Wednesday, July 21, 2010
Black Forgiveness is Always at Work
Once again, a black person exercised forgiveness. Once again, a black person said, "I am not going to do what they did to me, my family, and my people.
That "they" is white people.
Shirley Sherrod did the right thing in spite of racism’s brutality. A brutality so many black Americans have faced and continue to face daily. And, as we are trained to do by black pastor, we have forgiven our white racist oppressor.
Slaves were known to pray for slave master in the face of African cultural destruction. I don’t find that to be surprising at all considering the nature of most African people - humble, forgiving, loving, caring, and loyal.
Black people have been committed counterparts to making the America Experiment work. We have worked tirelessly to be acknowledged as human. Our ancestors died for us to not only have the right to vote – but to sit at the counter with some white people who hated/hate us because of our dark skin color. Imagine that…so many white people despise the color of our skin on our bodies – but yet they are waiting in line at the tanning salons and burning themselves on American beaches to look like us…?
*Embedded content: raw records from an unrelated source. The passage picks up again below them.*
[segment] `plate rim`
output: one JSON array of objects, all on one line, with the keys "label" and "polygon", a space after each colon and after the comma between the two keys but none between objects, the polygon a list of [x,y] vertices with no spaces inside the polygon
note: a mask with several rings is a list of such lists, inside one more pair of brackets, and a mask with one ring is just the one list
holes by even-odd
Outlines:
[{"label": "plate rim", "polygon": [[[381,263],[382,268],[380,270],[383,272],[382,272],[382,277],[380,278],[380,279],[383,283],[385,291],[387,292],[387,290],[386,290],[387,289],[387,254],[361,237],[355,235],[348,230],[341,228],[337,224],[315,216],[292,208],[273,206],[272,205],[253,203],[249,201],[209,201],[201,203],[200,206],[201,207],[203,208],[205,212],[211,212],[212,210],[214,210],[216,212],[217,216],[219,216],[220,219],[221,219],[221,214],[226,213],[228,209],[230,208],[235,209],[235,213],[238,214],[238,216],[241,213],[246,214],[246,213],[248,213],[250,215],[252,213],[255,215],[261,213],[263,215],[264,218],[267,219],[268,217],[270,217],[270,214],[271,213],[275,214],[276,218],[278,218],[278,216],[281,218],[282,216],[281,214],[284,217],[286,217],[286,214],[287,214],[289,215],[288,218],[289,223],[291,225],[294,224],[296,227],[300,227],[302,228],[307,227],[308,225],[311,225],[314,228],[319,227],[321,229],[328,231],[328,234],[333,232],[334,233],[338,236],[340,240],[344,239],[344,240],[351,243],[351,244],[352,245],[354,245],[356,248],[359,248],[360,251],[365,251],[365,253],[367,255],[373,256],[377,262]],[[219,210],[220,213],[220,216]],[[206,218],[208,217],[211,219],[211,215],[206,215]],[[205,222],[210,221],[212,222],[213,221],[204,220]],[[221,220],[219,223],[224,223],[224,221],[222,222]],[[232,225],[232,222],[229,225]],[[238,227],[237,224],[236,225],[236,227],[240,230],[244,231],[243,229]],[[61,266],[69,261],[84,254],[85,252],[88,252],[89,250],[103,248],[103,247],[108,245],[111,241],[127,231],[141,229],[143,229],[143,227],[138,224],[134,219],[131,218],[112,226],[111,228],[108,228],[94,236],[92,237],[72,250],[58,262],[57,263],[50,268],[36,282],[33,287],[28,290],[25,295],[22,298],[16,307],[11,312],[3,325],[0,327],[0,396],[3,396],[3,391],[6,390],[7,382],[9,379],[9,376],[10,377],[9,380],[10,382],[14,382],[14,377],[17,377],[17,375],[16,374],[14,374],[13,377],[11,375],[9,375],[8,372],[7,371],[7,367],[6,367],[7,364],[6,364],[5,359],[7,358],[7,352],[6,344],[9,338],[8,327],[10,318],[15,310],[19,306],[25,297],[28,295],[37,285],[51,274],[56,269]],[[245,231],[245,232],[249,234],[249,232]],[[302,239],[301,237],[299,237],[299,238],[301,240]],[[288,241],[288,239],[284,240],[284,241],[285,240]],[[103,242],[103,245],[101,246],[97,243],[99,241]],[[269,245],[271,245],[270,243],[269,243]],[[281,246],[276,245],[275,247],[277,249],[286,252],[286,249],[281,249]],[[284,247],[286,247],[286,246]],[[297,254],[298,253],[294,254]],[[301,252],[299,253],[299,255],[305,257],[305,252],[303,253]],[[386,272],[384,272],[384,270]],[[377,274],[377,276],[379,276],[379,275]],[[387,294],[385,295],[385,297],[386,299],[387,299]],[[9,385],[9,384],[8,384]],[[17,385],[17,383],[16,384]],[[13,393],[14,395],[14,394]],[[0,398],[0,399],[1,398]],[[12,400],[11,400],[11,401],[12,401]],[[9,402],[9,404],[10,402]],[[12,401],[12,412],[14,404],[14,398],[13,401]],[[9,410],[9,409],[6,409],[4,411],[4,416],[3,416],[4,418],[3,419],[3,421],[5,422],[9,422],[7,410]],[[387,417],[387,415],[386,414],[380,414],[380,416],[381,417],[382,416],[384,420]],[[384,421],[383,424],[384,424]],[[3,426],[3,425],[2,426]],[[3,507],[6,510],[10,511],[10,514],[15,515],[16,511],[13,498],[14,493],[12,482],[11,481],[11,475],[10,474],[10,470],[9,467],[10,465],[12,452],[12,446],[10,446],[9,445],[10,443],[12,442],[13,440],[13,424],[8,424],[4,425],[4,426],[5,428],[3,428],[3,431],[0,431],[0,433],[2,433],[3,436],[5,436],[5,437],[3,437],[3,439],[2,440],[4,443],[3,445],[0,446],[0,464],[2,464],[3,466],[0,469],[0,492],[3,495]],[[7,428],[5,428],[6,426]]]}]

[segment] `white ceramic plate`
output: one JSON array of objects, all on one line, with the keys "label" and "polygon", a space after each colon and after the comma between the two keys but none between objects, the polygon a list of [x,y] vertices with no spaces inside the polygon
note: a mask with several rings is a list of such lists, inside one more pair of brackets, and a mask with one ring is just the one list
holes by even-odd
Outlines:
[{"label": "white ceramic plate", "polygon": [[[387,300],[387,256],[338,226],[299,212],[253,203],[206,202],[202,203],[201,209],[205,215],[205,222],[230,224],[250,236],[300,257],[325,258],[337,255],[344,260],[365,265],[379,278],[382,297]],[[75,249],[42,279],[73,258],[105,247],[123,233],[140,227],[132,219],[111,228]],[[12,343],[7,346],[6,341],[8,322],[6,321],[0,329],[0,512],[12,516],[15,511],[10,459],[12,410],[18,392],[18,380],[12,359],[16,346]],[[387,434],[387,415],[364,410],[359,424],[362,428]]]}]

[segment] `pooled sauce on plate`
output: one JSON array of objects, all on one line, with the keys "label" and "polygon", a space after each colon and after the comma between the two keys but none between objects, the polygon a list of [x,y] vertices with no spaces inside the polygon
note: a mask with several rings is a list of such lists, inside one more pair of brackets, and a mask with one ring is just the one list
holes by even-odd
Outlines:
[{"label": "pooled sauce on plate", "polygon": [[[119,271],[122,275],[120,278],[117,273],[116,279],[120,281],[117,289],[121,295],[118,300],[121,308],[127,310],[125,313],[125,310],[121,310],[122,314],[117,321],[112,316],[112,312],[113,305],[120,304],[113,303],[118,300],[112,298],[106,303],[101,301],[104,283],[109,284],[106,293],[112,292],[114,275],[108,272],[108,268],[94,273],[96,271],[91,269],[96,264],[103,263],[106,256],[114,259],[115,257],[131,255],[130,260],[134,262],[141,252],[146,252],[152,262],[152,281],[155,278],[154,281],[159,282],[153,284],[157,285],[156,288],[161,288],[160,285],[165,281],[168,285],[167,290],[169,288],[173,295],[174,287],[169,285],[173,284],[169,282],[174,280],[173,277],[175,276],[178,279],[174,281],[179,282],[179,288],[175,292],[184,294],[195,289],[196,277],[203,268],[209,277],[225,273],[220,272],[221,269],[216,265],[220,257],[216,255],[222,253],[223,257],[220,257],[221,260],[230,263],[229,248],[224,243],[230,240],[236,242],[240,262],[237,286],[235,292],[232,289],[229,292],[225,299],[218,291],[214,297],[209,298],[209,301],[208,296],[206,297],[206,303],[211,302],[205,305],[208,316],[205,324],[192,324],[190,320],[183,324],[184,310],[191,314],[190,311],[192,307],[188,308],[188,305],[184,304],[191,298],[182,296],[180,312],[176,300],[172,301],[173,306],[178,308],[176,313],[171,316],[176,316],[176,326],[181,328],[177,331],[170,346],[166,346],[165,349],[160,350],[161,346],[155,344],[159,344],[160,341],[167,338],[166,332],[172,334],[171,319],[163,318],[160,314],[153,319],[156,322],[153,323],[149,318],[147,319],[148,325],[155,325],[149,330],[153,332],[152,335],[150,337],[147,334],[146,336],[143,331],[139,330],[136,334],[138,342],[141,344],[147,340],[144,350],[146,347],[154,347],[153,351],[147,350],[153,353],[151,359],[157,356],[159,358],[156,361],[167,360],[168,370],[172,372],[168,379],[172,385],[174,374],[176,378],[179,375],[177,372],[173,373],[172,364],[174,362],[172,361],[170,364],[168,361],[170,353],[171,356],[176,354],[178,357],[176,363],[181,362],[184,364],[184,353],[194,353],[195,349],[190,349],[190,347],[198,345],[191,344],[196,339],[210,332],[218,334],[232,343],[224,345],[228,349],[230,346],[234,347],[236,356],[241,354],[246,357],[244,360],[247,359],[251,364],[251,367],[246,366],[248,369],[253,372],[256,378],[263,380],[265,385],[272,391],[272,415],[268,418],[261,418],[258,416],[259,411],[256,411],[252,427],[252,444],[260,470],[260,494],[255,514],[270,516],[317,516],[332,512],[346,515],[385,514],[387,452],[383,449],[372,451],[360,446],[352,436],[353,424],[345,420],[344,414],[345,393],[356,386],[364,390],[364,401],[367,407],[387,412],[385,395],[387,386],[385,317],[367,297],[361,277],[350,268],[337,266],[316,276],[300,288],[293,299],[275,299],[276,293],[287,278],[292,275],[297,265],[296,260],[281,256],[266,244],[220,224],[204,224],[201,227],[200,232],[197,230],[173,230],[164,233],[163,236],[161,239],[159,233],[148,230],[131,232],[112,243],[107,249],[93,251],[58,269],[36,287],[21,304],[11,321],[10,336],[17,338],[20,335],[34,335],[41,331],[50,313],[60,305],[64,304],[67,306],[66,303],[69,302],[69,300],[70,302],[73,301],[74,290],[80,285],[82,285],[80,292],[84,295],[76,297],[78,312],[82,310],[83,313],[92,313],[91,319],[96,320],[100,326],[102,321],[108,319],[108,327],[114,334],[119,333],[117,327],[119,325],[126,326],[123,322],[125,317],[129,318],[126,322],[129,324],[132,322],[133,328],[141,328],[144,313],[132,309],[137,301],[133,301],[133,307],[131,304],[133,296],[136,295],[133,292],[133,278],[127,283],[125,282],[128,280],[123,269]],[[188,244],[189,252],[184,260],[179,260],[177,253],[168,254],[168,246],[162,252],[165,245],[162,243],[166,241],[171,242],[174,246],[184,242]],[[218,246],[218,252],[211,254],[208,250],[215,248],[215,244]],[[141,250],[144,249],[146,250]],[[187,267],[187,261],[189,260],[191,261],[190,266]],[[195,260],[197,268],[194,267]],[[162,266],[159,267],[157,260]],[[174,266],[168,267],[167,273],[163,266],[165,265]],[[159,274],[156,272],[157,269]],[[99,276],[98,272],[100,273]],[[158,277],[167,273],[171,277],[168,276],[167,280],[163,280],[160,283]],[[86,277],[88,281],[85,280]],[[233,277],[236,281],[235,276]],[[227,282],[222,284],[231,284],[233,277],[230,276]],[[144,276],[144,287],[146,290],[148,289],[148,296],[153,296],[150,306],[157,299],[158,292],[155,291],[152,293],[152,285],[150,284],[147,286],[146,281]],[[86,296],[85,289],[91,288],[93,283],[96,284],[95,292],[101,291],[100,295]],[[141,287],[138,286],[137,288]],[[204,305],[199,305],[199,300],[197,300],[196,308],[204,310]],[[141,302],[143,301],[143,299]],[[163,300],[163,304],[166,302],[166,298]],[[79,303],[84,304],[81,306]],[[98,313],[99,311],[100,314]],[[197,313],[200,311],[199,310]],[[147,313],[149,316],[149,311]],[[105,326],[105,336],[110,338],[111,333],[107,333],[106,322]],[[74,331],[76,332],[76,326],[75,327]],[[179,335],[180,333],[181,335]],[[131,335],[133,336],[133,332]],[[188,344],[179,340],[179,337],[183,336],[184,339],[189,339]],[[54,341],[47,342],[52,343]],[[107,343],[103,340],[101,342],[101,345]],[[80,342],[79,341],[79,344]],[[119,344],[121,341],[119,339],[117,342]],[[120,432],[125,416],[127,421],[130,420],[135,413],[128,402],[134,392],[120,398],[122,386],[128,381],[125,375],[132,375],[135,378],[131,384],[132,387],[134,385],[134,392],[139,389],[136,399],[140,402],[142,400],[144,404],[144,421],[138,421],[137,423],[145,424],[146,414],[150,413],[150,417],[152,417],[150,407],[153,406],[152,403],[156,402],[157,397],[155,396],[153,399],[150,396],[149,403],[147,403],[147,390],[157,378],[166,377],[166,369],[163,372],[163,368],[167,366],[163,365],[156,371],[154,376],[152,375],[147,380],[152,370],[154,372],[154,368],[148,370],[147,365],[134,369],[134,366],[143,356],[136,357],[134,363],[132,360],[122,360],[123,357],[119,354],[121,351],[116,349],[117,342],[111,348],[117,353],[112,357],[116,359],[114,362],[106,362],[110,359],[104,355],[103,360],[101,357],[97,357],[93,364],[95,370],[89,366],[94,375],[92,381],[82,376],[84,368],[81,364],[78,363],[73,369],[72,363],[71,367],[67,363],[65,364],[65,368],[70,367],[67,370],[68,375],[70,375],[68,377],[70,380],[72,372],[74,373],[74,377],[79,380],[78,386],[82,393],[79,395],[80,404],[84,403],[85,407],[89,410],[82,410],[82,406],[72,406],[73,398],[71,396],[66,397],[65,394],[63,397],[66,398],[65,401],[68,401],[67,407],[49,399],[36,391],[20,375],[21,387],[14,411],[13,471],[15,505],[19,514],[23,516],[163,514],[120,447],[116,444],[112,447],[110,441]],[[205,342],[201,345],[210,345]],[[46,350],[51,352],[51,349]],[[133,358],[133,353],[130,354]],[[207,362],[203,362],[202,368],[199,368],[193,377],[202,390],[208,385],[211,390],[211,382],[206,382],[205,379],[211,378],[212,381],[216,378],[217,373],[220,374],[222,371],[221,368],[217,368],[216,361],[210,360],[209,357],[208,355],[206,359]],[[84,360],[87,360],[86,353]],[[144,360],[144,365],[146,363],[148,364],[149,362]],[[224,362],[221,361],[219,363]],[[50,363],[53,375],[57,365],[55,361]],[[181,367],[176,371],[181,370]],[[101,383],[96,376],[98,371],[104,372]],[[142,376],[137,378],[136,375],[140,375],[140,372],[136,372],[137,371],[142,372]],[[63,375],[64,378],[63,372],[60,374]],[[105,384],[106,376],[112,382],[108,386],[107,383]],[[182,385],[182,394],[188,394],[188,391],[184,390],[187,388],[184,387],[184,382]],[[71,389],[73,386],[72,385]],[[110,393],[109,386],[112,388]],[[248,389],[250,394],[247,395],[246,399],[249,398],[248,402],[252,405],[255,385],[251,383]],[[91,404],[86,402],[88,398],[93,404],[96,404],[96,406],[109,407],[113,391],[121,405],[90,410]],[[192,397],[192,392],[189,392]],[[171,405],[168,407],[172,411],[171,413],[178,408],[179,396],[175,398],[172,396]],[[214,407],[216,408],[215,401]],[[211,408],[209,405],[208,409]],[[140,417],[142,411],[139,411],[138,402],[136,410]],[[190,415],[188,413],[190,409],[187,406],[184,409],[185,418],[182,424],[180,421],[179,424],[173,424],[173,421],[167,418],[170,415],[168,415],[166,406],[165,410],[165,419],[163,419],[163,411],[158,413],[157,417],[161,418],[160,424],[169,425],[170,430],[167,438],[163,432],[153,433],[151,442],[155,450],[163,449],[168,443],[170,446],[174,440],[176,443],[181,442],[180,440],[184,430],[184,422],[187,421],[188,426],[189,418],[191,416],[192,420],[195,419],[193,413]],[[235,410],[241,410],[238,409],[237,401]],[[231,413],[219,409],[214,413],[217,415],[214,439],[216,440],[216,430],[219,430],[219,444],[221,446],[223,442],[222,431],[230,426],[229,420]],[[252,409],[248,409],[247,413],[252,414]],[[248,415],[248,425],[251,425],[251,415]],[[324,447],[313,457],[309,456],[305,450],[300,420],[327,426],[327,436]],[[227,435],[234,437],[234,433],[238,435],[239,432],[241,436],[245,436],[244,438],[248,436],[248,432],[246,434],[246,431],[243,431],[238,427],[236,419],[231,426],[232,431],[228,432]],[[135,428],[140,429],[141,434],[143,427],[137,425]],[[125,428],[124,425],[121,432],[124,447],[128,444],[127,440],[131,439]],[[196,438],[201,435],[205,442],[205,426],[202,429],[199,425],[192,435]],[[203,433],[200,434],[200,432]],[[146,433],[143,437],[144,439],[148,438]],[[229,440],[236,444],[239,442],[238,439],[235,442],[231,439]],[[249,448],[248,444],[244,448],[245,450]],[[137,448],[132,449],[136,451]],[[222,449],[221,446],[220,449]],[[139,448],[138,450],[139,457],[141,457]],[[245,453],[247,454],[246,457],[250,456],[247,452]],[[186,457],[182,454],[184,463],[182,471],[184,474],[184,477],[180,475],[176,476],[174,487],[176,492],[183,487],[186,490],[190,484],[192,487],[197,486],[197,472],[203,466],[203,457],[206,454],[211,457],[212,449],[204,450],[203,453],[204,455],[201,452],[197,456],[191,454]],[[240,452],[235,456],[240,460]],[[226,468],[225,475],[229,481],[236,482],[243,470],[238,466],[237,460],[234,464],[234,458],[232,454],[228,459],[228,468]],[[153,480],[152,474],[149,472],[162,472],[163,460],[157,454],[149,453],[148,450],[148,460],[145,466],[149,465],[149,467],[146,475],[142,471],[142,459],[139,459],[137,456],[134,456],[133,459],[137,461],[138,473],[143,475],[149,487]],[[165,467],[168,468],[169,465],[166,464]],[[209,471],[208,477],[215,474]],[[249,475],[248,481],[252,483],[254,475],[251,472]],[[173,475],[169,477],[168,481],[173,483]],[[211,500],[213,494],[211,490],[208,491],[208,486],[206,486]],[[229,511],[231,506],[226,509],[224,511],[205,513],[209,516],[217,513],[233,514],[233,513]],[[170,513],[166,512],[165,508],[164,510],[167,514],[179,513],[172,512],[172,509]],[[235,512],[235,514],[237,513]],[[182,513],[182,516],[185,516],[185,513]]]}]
Shirley and all blacks from all over the world should hate white men. We really should. Think about what the white man has done and caused all around the world. The strife. The pain that comes with them trying to be God’s Ultimate Creation. So, when the small part of Mrs. Sherrod’s speech that has been taken out of context was constantly played last night and this morning, I was feeling her. It is a similar feeling I get from time to time when I see a white man begging for money at the LaVista Road exit. That feeling:
‘I am not going to give him a damn dime. He has had one thing that I have lacked my entire life, skin privilege – and he did not make it past begging for pennies and nickels?’
Something always steps in my conscious – and summons me to reconsider. To be compassionate. To be what God expects of me…despite what the White World has reeked: Havoc.
Black people have countless issues. Some of our own making and many as a result of orchestrated Havoc.
One thing we cannot be when you look at the root of racism, Powerful. Racism requires power.
We, black people, do not have any power because we continue to forgive you, Mr. White Man, day after day.